Have some fun. If you are able to edit your recordings, you can throw in some intro music. As your skills increase, you’ll be able to soundscape the podcast. These are great to listen to, but take a lot of hours to create. There are hundreds, if not thousands, of videos online you can use to learn the necessary skills. As you get better, you’ll be able to fake the ambience we mentioned above. If you did an interview about the homecoming parade in a quiet room, you can attend the parade itself and record the marching band as it goes by. You can then lay the sound of the marching band under your interview to add to your podcast!
If you don’t have the ability to edit your podcast, don’t fret! Just make sure you’re really focused while recording. Listen and respond appropriately. Don’t let the conversation get overly sidetracked or off-topic, although not all tangents are bad. They can be fun, as well as revealing new and unexpected information about the interview subject.

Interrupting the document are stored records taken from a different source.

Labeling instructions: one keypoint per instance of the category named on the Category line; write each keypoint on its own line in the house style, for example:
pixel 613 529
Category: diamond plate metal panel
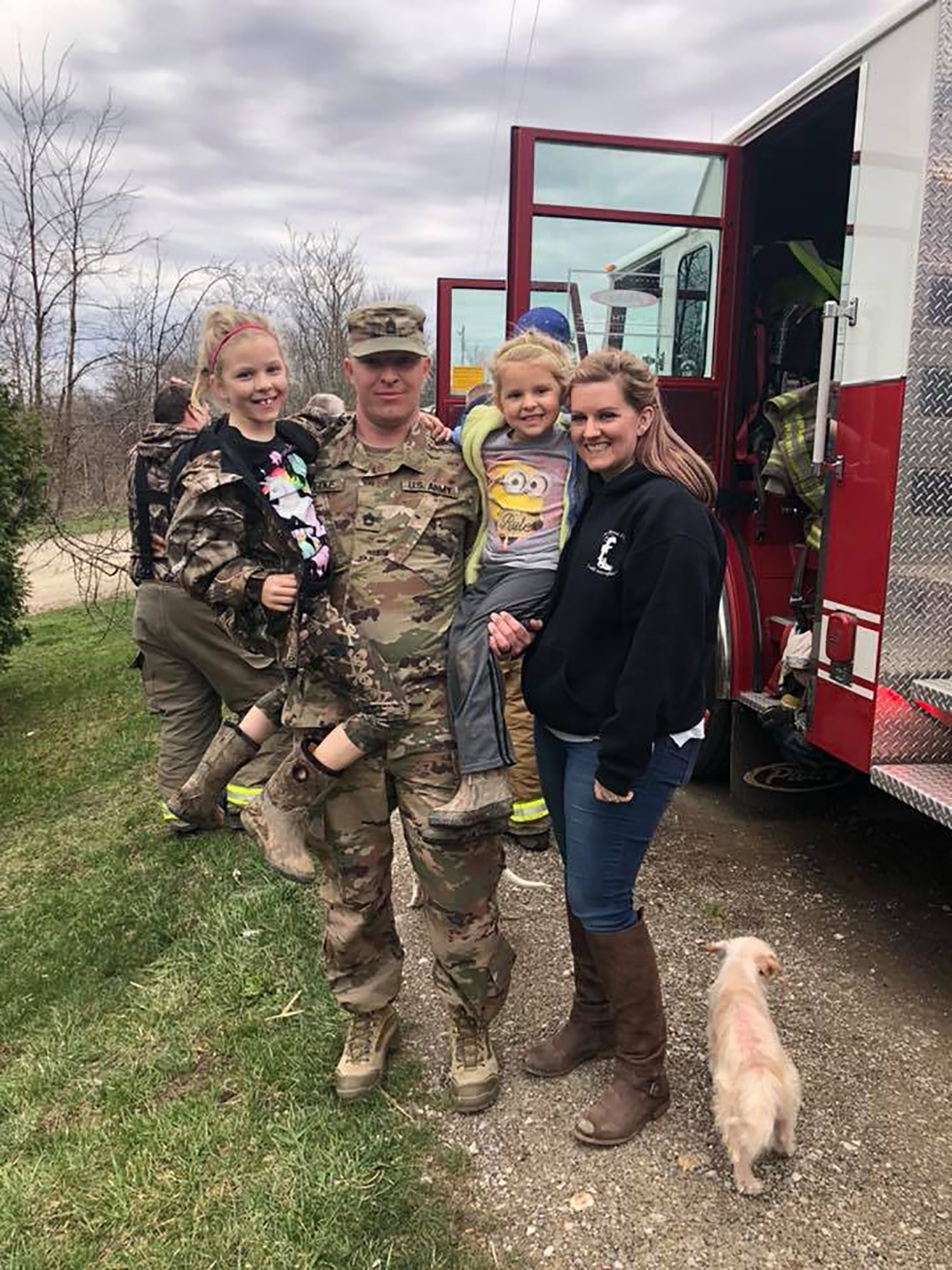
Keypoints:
pixel 917 636
pixel 927 788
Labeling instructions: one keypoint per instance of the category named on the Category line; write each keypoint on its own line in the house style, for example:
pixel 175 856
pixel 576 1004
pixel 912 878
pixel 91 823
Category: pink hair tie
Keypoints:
pixel 235 331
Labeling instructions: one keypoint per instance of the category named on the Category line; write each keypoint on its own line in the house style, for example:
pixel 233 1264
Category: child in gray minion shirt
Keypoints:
pixel 531 487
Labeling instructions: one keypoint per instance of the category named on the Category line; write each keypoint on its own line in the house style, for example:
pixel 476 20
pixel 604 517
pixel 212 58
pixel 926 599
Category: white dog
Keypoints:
pixel 756 1085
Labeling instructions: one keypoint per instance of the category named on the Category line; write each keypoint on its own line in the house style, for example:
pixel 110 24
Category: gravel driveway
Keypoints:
pixel 857 900
pixel 69 571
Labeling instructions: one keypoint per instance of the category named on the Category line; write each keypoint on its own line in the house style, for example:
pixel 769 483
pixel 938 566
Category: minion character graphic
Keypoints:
pixel 517 496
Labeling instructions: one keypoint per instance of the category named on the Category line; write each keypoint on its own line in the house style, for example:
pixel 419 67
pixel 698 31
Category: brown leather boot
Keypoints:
pixel 590 1032
pixel 197 802
pixel 279 819
pixel 639 1093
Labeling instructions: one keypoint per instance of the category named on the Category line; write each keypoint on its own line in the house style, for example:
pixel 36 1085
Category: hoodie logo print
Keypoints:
pixel 604 563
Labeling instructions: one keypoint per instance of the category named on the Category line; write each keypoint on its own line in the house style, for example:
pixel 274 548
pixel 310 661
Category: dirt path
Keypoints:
pixel 857 901
pixel 67 573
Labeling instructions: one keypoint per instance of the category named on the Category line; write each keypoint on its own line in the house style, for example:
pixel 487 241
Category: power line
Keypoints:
pixel 519 114
pixel 529 59
pixel 496 129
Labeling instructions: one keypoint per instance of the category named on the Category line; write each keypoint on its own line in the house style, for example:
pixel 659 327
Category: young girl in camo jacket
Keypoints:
pixel 246 538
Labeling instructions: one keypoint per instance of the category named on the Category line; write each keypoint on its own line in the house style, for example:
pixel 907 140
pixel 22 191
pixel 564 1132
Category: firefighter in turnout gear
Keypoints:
pixel 190 665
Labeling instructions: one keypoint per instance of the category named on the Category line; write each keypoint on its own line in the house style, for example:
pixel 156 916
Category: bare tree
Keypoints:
pixel 153 330
pixel 65 228
pixel 319 279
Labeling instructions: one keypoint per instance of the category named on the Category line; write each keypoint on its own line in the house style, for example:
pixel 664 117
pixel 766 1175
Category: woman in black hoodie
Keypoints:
pixel 616 680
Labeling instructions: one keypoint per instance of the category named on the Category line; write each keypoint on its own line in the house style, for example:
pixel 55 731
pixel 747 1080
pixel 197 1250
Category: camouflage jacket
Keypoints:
pixel 148 471
pixel 400 524
pixel 225 535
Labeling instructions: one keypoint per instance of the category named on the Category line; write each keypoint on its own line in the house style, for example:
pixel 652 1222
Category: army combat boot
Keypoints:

Once your podcast is ready, it’s time to publish! You’ll need somewhere to host your podcast. WYPN uses Libsyn. Podbean is a popular choice, as is Soundcloud. These sites can host and distribute your podcast to listening platforms like iTunes and Spotify. Some apps and playing sites require approval – notably, Apple’s podcast platforms – so allow for plenty of time when you release your first episode.
Don’t be shy. You want people to listen, so promote! Let people know you have a podcast on social media, school announcements or in the school newspaper. This is where having a set target audience will really benefit you. If your audience is parents of students at your school, find their Facebook group. If you’re targeting graduating seniors, hang fliers near the senior lockers.
Be open to feedback. Listen to what people are saying and read the comments. Take suggestions under consideration, but don’t give any credence if people decide to be mean. Just like anywhere on the internet, sometimes anonymity draws out the ugliness in people. They also tend to be especially critical of women and girls’ voices – so much so that This American Life did a segment on it. When that happens, brush it off and block them if you can.
The best way to grow your audience is to continually publish great content. Let people know it’s there, but creating something they want to listen to will ensure they come back for future episodes and tell their friends about it.
If you have any questions about starting your own podcast, feel free to reach out to me at firstname.lastname@example.org. I also recommend listening to podcasts. Every example cited above is a good choice. There are some great yearbook podcasts available now. Of course, we recommend the three WYPN podcasts. The Yearbook Whys by journalism educator Mike Simons is also a good listen.
Ultimately, just remember these three important podcasting truths:
- You’ll get better with practice.
- It doesn’t need to cost money.
- You are your own worst critic.
Whether you’re starting your own podcast or getting your students started, good luck with your podcast journey and welcome to the club!